ETFs are close to dethroning mutual funds

New reported figures show ETFs poised to cement global status as passive investment vehicle of choice

ETFs are close to dethroning mutual funds

The past few years have seen exchange-traded funds outpacing mutual funds in net sales, so it was only a matter of time before ETFs closed the gap in assets under management. And according to new figures, that time is at hand.

According to data from Morningstar, global AUM in passive, index-tracking ETFs reached US$8.66 trillion at the end of June, placing them within US$132 billion of assets in index-based mutual funds, reported the Financial Times.

At the end of 2019, the gap between index ETFs and passive mutual funds was US$623 billion; in December last year, it was US$305 billion. If the current trend holds – and there’s little reason to believe it won’t – ETFs will have officially become the world’s preferred passive investment vehicle by the end of the year.

Figures from ETFGI offer another data point to show ETFs’ continued strength. According to the global data provider, net flows into ETFs reached a record US$661 billion in the first six months of 2021, obliterating the previous first-half high-water mark of US$294 billion set last year.

In the U.S., passive ETFs have already blown past their mutual-fund counterparts due to a capital-gains tax advantage conferred upon them by existing regulations. Whereas redemptions from mutual fund investors causes the fund to sell some of its underlying holdings and potentially create a capital gains tax liability for all investors – even those not redeeming their shares – ETFs have the option to make in-kind redemptions through transactions with authorized participants.

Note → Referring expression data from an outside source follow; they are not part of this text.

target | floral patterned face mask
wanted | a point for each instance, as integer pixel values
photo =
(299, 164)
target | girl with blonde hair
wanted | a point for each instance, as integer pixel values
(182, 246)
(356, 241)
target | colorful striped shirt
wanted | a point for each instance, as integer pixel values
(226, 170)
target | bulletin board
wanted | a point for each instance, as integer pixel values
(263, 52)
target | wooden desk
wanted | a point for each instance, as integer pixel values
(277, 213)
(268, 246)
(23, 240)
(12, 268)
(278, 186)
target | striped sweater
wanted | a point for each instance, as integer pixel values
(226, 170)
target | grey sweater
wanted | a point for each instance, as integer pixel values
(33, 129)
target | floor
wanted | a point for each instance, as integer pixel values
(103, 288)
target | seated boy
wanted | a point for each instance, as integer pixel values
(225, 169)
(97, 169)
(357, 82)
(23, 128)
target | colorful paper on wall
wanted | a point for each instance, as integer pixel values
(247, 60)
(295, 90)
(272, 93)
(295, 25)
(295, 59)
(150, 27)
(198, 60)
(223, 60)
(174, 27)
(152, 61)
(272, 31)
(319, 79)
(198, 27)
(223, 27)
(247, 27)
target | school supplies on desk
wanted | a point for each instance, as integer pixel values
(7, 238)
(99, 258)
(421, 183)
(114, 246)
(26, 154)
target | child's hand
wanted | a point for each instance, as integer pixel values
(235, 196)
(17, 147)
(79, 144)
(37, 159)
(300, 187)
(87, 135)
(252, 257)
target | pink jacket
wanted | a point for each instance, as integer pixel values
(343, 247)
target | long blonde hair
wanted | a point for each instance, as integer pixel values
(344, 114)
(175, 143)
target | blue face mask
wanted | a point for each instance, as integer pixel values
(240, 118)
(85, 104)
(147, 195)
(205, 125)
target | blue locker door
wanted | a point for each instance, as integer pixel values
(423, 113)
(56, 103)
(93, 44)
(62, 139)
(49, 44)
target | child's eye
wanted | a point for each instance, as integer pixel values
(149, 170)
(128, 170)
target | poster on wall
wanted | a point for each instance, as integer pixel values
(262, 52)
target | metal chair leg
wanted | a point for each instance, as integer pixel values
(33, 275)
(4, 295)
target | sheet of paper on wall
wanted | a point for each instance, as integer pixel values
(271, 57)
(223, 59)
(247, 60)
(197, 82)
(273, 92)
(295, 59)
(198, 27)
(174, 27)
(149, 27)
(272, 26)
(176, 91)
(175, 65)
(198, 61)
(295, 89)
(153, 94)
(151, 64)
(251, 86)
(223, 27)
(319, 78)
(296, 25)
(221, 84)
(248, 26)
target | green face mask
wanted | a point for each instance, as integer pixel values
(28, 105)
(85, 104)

Read more news about mutual funds here.

Last week, year-to-date flows into ETFs in the US hit the US$506-billion mark, according to SPDR ETFs. Meanwhile, the country’s mutual funds have taken in US$411 billion since 2014, the firm said.

Beyond their tax edge, ETFs typically come with a lower management fee than mutual funds, provide more transparency into their holdings, and more liquid as they offer intraday trading.

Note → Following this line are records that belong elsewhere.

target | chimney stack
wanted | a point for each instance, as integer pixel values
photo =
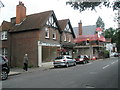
(80, 27)
(20, 12)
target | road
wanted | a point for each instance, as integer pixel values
(96, 74)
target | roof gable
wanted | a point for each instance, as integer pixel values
(5, 26)
(34, 21)
(64, 23)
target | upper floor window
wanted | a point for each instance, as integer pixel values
(51, 22)
(67, 28)
(69, 38)
(4, 51)
(65, 38)
(46, 33)
(4, 35)
(54, 36)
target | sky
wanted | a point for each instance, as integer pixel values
(62, 11)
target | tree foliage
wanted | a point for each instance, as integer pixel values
(114, 34)
(82, 6)
(100, 23)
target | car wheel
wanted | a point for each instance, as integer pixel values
(74, 63)
(84, 62)
(55, 66)
(4, 75)
(67, 65)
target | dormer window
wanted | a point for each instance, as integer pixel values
(51, 22)
(54, 36)
(4, 35)
(65, 38)
(46, 33)
(69, 38)
(67, 28)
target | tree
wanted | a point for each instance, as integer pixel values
(100, 23)
(82, 6)
(110, 33)
(114, 34)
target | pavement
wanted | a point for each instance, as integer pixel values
(44, 66)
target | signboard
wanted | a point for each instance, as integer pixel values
(48, 44)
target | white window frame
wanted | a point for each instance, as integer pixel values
(67, 28)
(4, 51)
(47, 31)
(4, 35)
(54, 36)
(65, 38)
(69, 38)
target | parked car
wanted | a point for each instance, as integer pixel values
(94, 58)
(64, 61)
(82, 59)
(86, 58)
(116, 54)
(5, 68)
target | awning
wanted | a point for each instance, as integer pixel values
(98, 29)
(95, 37)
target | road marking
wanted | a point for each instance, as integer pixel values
(112, 62)
(89, 63)
(105, 66)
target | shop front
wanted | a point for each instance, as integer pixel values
(47, 52)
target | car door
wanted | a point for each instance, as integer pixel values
(70, 60)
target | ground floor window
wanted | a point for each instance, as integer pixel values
(49, 53)
(4, 51)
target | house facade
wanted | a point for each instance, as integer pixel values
(67, 37)
(88, 41)
(38, 35)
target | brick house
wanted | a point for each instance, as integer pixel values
(67, 36)
(39, 35)
(89, 41)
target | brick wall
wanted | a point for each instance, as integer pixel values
(22, 43)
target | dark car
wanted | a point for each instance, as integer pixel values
(82, 59)
(5, 68)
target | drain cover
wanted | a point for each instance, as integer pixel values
(88, 86)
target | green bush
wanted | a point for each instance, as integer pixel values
(106, 54)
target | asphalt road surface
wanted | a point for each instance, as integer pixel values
(96, 74)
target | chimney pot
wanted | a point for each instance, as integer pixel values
(20, 12)
(80, 27)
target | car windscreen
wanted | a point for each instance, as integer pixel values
(59, 58)
(80, 56)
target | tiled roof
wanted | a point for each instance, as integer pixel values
(33, 21)
(5, 26)
(86, 30)
(63, 23)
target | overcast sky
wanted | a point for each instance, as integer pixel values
(62, 11)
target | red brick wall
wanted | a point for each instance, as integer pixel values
(22, 43)
(50, 40)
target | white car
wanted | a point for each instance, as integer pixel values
(64, 61)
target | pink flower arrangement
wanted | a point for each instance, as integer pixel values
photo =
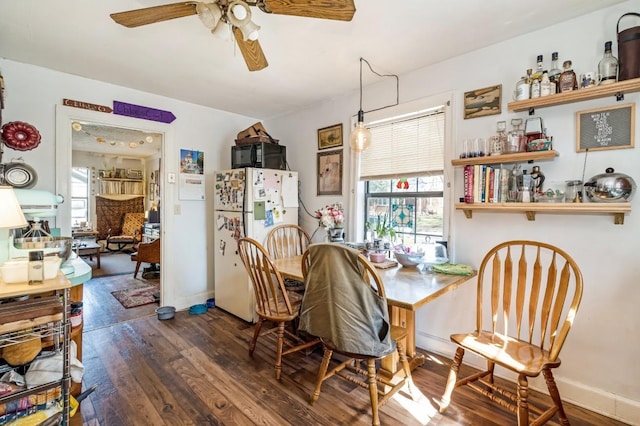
(331, 216)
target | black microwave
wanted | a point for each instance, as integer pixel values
(262, 155)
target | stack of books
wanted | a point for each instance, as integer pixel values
(485, 184)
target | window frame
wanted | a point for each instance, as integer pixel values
(356, 226)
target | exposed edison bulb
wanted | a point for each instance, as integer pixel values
(360, 137)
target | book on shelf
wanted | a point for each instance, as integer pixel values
(468, 184)
(485, 184)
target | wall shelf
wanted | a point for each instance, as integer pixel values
(507, 158)
(618, 210)
(615, 89)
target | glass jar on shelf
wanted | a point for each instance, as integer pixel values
(515, 138)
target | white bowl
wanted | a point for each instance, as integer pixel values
(17, 271)
(407, 259)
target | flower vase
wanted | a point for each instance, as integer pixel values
(336, 235)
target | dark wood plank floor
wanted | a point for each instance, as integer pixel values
(195, 370)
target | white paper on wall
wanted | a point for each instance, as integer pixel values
(289, 191)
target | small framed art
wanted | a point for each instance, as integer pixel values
(330, 137)
(330, 172)
(483, 102)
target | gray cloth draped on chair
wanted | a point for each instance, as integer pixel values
(338, 306)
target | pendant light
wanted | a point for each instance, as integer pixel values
(360, 137)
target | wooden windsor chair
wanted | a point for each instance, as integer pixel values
(527, 299)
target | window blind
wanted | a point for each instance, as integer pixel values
(406, 147)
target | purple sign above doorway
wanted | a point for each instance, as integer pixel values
(143, 112)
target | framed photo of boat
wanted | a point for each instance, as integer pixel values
(483, 102)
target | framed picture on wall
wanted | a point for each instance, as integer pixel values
(330, 137)
(483, 102)
(330, 172)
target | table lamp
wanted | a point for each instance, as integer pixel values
(11, 216)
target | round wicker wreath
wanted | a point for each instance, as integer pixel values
(20, 136)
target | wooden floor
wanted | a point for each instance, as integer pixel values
(195, 370)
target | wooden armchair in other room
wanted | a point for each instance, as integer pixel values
(132, 224)
(147, 252)
(527, 299)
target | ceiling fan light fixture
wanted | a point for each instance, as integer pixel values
(222, 31)
(250, 31)
(209, 14)
(240, 10)
(238, 13)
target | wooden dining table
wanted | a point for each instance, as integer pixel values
(407, 289)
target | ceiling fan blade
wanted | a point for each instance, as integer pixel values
(151, 15)
(251, 52)
(340, 10)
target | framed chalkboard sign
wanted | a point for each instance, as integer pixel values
(605, 128)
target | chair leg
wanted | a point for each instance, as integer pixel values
(322, 371)
(490, 368)
(402, 354)
(373, 391)
(135, 273)
(555, 395)
(522, 391)
(279, 345)
(256, 334)
(451, 380)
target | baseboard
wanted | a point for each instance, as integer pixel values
(596, 400)
(186, 302)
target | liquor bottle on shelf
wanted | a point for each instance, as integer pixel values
(515, 137)
(608, 66)
(554, 72)
(567, 80)
(523, 89)
(537, 75)
(546, 85)
(535, 87)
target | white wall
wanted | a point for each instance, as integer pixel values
(32, 94)
(599, 358)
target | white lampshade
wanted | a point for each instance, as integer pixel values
(360, 137)
(11, 215)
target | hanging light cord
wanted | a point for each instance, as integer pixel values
(379, 75)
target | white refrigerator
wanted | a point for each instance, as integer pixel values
(247, 202)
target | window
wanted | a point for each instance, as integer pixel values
(79, 195)
(403, 175)
(414, 213)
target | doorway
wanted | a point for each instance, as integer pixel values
(114, 153)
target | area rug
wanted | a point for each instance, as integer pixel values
(132, 297)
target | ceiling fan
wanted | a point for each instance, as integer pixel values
(218, 15)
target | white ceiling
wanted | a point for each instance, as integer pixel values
(310, 60)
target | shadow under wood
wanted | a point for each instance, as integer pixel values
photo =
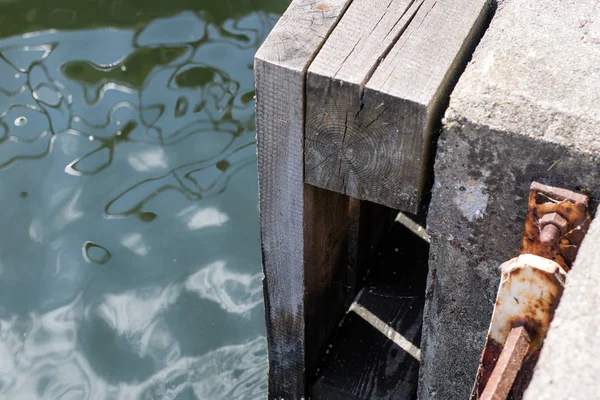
(374, 354)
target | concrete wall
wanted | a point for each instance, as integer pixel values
(526, 108)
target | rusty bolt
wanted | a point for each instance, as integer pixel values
(552, 224)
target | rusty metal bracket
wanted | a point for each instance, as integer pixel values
(530, 289)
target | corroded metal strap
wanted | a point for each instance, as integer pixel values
(508, 365)
(529, 292)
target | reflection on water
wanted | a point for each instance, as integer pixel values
(129, 257)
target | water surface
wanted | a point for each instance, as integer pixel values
(129, 246)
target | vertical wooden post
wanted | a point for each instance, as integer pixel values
(303, 229)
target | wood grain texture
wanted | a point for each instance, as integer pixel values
(284, 199)
(371, 113)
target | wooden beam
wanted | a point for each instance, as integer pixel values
(375, 93)
(303, 229)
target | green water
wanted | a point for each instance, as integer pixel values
(129, 243)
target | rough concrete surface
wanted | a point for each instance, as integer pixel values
(526, 108)
(570, 360)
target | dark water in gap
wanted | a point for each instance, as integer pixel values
(129, 244)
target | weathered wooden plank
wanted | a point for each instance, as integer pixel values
(370, 115)
(287, 205)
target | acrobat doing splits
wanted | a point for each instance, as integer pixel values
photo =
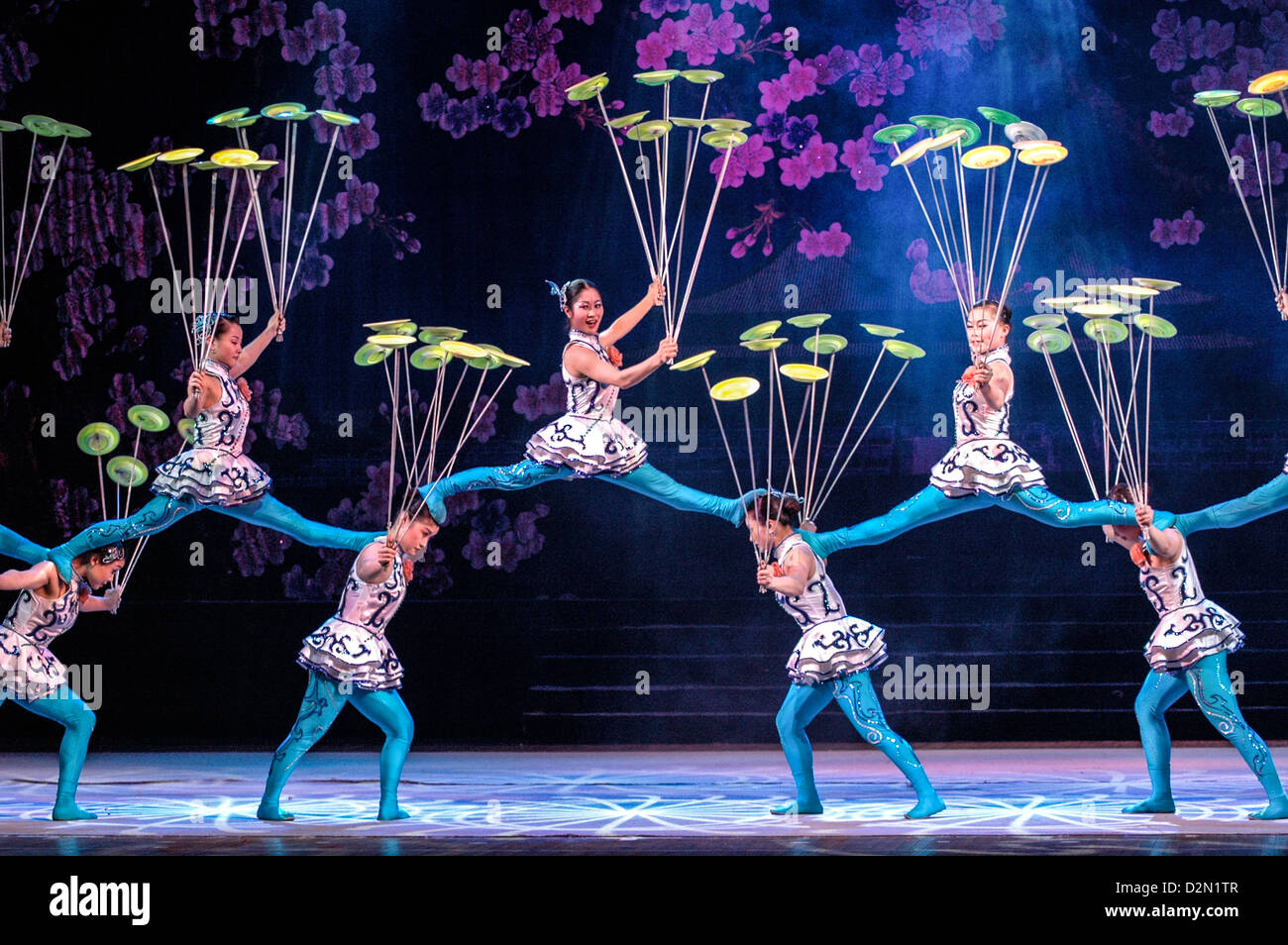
(984, 468)
(215, 472)
(588, 439)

“Outside of the US, it’s very possible this trend [of passive ETF assets exceeding index mutual funds] will continue as we are seeing the general trend towards greater adoption by a wider range of investors,” Eamonn O’Callaghan, vice-president, European ETF product at Brown Brothers Harriman, told the Times.

Canadian investment fund industry figures don’t show how the ETF-vs-mutual fund asset matchup is playing out in the passive space. But according to the Investment Funds Institute of Canada (IFIC), ETFs have consistently surpassed mutual funds in net annual sales since 2018.

Asset-wise, Canadian ETFs still have a lot of ground to make up. At the end of 2020, Canadian ETFs held $257 billion in assets overall, compared to $1.78 trillion in Canadian mutual funds, according to IFIC.